Hacía poco más de dos meses que Andrés había dejado de salir a la calle. En realidad, ya no había regresado al colegio después de las vacaciones de verano, justo cuando las cosas comenzaron a cambiar y se vio obligado a dejar de jugar al futbol, a ir al cine, a ir al parque, a dejar de ver a sus amigos con los que tanto se divertía. Andrés era un niño enormemente social, y verse a sí mismo como una especie de recluso, aunque no fuese una reflexión que un niño de su edad fuese capaz de hacer, le estaba cambiando el carácter, convirtiendo al mejor lateral derecho del barrio en un ermitaño introvertido.
A sus nueve años, Andrés, hijo único de aquella pequeña familia de dos miembros, trataba de pasar el día jugando con el teléfono de su madre. Había instalado unos cuantos juegos con los que se entretenía cuando no estaba demasiado cansado para concentrarse en una pantalla en la que las balas, los coches de carreras o los enemigos le resultaban cada día más rápidos que el anterior. Aquel simple pero efectivo entretenimiento que conseguía con los juegos del móvil era lo único que hacía que Andrés se desconectase del micro-mundo en el que vivía, siempre acompañado por su adorada madre.
Ella lo observaba día tras día, y era consciente de que todos aquellos cambios que estaban teniendo lugar en Andrés lo estaban convirtiendo en un niño diferente, algo muy alejado de lo que su hijo siempre había sido. Por desgracia, ella no tenía capacidad alguna para cambiar la situación. Como madre no podía parar de preocuparse por su hijo, tenía que asegurarse continuamente de que disponía todo lo que pudiera necesitar, de que era todo lo feliz que pudiera ser.

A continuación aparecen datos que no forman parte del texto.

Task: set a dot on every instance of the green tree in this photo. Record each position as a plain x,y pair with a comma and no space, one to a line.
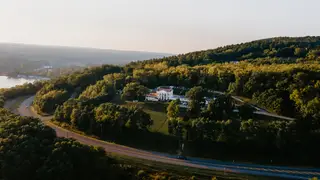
173,109
138,119
196,96
246,111
134,91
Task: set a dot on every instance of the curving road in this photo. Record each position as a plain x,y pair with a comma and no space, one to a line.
260,170
258,110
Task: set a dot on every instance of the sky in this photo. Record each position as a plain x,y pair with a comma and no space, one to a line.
173,26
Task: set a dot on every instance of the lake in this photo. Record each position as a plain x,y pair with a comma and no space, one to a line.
7,82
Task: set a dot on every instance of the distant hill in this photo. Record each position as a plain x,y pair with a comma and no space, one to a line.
27,57
272,50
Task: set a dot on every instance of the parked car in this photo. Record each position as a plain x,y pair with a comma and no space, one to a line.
181,157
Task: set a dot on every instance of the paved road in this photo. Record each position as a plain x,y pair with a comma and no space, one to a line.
258,110
271,171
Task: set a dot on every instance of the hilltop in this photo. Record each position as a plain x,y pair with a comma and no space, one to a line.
266,51
23,57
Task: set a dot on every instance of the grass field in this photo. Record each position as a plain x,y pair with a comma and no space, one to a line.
156,110
182,171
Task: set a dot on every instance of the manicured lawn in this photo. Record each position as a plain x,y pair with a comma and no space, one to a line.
157,111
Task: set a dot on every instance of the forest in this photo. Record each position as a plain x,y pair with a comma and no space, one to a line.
31,150
278,74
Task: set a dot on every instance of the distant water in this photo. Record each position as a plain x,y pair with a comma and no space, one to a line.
7,82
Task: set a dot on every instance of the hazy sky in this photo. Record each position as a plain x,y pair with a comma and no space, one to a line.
175,26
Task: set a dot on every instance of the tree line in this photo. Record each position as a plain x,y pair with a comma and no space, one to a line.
31,150
272,50
290,89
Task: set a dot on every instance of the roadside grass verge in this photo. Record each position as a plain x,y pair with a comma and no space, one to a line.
180,170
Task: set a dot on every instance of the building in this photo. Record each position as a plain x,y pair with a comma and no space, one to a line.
152,97
164,94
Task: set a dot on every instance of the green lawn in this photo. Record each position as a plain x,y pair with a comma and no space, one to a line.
157,111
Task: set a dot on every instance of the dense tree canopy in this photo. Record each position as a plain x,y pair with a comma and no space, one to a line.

A pesar de todos sus esfuerzos, no podía evitar pensar que por mucho que observase a Andrés dormir plácidamente, por más tiempo que dedicase a sentarse durante horas a oscuras en la habitación de Andrés, jamás sería capaz de detener el tiempo.

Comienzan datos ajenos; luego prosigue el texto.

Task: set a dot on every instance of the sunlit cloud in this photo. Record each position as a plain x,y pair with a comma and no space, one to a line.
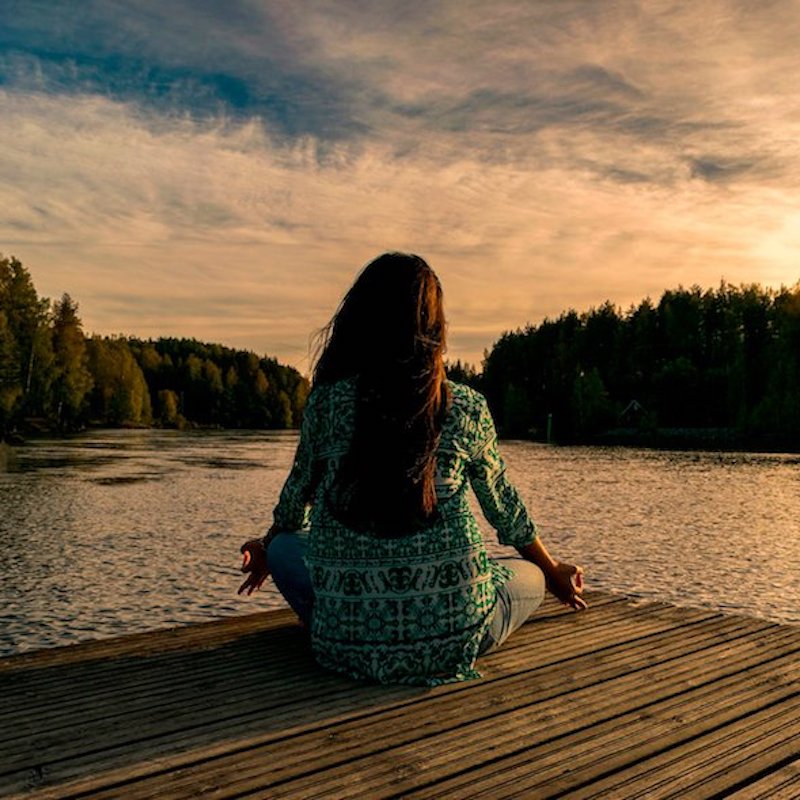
223,172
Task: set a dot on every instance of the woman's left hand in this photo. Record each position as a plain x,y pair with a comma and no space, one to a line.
254,563
565,581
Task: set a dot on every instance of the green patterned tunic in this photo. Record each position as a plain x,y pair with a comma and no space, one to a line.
412,609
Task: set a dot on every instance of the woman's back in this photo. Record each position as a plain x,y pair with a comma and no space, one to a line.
413,608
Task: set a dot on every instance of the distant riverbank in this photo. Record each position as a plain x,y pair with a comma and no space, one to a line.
117,531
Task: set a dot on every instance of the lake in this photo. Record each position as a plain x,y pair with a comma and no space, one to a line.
113,532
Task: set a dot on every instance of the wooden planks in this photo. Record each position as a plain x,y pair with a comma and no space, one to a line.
624,700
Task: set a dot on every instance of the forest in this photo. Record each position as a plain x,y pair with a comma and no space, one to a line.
55,378
699,367
717,367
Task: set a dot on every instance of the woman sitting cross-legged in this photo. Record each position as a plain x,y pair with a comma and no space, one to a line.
373,542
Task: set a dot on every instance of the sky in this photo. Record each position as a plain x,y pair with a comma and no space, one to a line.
222,170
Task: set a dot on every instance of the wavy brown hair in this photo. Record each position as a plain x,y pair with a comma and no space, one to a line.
389,334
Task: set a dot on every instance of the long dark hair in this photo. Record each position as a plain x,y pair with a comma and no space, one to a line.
389,335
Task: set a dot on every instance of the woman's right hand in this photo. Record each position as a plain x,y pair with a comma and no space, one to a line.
254,562
565,581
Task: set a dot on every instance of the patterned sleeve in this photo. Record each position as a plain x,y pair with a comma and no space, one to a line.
499,499
292,511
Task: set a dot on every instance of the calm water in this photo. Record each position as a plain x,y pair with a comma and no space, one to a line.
123,531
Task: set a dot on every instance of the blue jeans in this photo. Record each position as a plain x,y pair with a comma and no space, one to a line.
516,600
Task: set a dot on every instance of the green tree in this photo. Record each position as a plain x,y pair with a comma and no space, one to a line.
120,395
72,380
10,376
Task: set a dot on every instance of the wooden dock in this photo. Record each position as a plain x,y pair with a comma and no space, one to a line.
624,701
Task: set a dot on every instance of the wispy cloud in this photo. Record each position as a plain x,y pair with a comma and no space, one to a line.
222,170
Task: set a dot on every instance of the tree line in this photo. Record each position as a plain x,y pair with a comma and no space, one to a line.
724,364
54,377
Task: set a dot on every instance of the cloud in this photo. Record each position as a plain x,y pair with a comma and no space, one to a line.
223,171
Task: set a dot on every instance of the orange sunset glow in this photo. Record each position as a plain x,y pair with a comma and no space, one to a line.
222,171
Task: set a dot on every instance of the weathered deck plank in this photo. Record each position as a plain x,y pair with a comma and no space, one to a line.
625,700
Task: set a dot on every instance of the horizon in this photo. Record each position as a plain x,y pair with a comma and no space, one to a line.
223,173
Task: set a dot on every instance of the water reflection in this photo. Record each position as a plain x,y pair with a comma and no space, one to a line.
131,530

Tampoco podía evitar pensar en cuanto tiempo más podría seguir haciendo la observación del amor, cuánto tiempo le quedaba para poder disfrutar de Andrés, de cuánto tiempo más dispondría para sentir que aquel cuerpecito encamado seguiría con ella. Trataba de aferrarse a Andrés con los pocos recursos que disponía: tan solo la firme determinación de hacer que los días que pasasen juntos serían lo más largos posible.
Poco antes de quedarse dormida, después de pasarse unas cuantas horas observando a Andrés dormir, su último pensamiento fue para los médicos de Andrés, quienes habían dedicado horas y horas de esfuerzo y dedicación personal a intentar buscar un remedio al cáncer de Andrés. Sus pensamientos eran una mezcla de frustración y agradecimiento muy difícil de digerir.
Poco antes de quedarse dormida no pudo alejar de su mente la esperanza de que los médicos se hubieran equivocado, y aquellas “de dos a cuatro semanas” se convirtieran primero en unos meses y luego en un montón de años.
Poco antes de quedarse dormida pensó en la profesión de Andrés, en la novia de Andrés, en la boda de Andrés e incluso en sus nietos. Aquellos pensamientos la acompañaron incluso después de caer finalmente rendida, la acompañaron mucho más allá, convirtiéndose en el dulce sueño que compartió aquella noche con ella.